Hoagy comments on Anomalous tokens reveal the original identities of Instruct models

Hoagy 9 Feb 2023 13:42 UTC
LW: 1 AF: 1
0
AF
Interesting! I’m struggling to think what kind of OOD fingerprints for bad behaviour you (pl.) have in mind, other than testing fake ‘you suddenly have huge power’ situations which are quite common suggestions but v curious what you have in mind.
Also, think it’s worth saying that the strength of the result connecting babbage to text-davinci-001 is stronger than that connecting ada to text-ada-001 (by $Δ$ logprob), so it feels like the first one shouldn’t count that as a solid success.
I wonder whether you’d find a positive rather than negative correlation of token likelihood between davinci-002 and davinci-003 when looking at ranking logprob among all tokens rather than raw logprob which is pushed super low by the collapse?

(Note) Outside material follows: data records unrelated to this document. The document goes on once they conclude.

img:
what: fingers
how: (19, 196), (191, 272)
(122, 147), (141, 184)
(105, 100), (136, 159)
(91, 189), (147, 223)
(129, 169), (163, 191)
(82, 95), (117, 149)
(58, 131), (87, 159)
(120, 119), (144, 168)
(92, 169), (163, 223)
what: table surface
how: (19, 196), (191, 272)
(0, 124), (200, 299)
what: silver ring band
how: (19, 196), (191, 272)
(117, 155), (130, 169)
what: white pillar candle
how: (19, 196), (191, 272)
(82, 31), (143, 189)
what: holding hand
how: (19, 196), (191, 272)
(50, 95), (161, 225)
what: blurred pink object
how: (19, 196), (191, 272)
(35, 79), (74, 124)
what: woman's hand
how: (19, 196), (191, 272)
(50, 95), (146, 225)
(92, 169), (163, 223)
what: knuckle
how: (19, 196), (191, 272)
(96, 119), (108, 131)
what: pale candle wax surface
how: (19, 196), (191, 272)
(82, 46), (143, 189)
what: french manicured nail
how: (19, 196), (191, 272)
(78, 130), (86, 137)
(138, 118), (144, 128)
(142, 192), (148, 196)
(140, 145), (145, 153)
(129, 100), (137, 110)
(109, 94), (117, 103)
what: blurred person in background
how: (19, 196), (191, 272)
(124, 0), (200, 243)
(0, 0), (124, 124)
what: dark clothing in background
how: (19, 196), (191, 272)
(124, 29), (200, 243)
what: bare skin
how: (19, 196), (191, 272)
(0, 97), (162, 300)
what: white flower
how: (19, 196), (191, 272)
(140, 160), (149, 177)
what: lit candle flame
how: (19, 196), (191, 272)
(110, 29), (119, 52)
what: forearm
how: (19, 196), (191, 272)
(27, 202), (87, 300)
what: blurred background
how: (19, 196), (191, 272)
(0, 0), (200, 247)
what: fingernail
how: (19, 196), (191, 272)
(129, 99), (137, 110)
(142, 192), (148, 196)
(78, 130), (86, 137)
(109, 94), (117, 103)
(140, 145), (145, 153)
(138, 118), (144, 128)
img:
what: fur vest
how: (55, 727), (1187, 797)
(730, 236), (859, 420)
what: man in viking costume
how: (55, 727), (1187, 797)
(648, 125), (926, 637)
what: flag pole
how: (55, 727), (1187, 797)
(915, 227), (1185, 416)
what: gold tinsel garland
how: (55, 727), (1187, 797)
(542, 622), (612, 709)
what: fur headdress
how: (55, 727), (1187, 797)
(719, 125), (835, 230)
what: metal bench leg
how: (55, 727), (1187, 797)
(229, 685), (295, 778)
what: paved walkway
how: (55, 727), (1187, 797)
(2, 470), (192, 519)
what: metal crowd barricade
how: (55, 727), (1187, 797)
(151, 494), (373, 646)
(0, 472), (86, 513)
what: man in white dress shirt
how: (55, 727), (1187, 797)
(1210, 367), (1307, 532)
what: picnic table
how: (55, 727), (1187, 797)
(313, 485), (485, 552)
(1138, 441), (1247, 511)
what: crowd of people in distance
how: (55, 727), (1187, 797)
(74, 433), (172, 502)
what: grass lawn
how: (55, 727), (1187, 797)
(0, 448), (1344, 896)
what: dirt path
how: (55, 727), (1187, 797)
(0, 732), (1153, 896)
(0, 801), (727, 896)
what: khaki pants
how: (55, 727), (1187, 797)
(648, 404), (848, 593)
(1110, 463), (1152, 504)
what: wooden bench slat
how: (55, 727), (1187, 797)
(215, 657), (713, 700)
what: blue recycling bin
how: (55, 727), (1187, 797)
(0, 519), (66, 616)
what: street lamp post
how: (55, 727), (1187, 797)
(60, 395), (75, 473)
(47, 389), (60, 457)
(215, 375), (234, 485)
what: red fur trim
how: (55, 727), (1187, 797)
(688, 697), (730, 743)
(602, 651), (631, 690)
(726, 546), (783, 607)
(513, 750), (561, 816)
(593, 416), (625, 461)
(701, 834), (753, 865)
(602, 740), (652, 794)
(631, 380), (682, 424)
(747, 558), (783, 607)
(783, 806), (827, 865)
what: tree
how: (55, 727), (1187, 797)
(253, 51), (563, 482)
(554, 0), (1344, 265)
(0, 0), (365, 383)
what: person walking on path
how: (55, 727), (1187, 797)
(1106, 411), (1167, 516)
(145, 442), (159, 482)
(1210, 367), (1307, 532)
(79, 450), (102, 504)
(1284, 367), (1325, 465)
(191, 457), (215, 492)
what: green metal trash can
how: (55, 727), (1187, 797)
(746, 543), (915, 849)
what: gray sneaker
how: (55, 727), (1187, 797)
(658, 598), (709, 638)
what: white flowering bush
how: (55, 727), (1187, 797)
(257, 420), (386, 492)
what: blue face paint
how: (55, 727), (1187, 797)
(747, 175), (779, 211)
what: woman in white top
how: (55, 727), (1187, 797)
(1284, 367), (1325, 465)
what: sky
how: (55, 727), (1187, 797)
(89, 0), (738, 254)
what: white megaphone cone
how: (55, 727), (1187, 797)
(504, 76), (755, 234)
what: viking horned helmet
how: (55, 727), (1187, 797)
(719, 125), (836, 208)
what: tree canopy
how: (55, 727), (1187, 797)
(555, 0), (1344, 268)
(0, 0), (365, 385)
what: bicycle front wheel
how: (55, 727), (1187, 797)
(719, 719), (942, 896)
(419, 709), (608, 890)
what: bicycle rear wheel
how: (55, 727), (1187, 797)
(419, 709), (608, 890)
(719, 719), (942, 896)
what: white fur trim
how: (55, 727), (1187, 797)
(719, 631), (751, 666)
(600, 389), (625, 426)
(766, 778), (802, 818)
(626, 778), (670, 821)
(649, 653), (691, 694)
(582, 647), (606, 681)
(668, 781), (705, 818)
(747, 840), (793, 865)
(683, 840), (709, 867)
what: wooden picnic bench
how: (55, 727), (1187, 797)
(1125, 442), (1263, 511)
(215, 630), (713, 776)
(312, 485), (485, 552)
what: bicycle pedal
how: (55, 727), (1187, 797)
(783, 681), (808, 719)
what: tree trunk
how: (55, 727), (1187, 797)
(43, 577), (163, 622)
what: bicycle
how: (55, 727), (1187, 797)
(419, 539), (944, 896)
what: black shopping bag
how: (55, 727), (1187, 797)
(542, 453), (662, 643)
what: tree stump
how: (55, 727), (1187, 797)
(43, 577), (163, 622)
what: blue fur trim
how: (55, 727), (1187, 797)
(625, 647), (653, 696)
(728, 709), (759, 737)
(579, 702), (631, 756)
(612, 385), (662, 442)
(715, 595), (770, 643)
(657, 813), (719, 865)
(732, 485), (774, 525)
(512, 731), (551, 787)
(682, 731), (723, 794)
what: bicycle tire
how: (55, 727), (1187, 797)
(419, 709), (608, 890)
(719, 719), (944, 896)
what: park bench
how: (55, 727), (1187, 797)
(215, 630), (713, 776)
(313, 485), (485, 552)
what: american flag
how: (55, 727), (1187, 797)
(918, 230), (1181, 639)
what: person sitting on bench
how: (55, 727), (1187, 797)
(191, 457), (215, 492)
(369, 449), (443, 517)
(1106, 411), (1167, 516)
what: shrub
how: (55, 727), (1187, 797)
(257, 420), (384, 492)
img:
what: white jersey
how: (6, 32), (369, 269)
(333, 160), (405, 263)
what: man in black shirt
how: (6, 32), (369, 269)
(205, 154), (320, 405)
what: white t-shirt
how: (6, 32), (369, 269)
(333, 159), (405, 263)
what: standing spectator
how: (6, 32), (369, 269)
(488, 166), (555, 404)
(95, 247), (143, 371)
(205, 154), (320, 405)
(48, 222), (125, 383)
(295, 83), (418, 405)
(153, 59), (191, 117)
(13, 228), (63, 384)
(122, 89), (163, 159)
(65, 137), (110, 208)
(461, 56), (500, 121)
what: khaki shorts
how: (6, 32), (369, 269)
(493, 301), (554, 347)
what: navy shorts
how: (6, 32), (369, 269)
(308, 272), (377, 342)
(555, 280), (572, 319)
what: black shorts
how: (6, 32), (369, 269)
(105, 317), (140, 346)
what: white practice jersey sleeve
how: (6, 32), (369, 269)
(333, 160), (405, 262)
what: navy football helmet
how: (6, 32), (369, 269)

- janus 9 Feb 2023 17:29 UTC
  LW: 2 AF: 1
  0
  AF Parent
  
  I wonder whether you’d find a positive rather than negative correlation of token likelihood between davinci-002 and davinci-003 when looking at ranking logprob among all tokens rather than raw logprob which is pushed super low by the collapse?
  
  I would guess it’s positive. I’ll check at some point and let you know.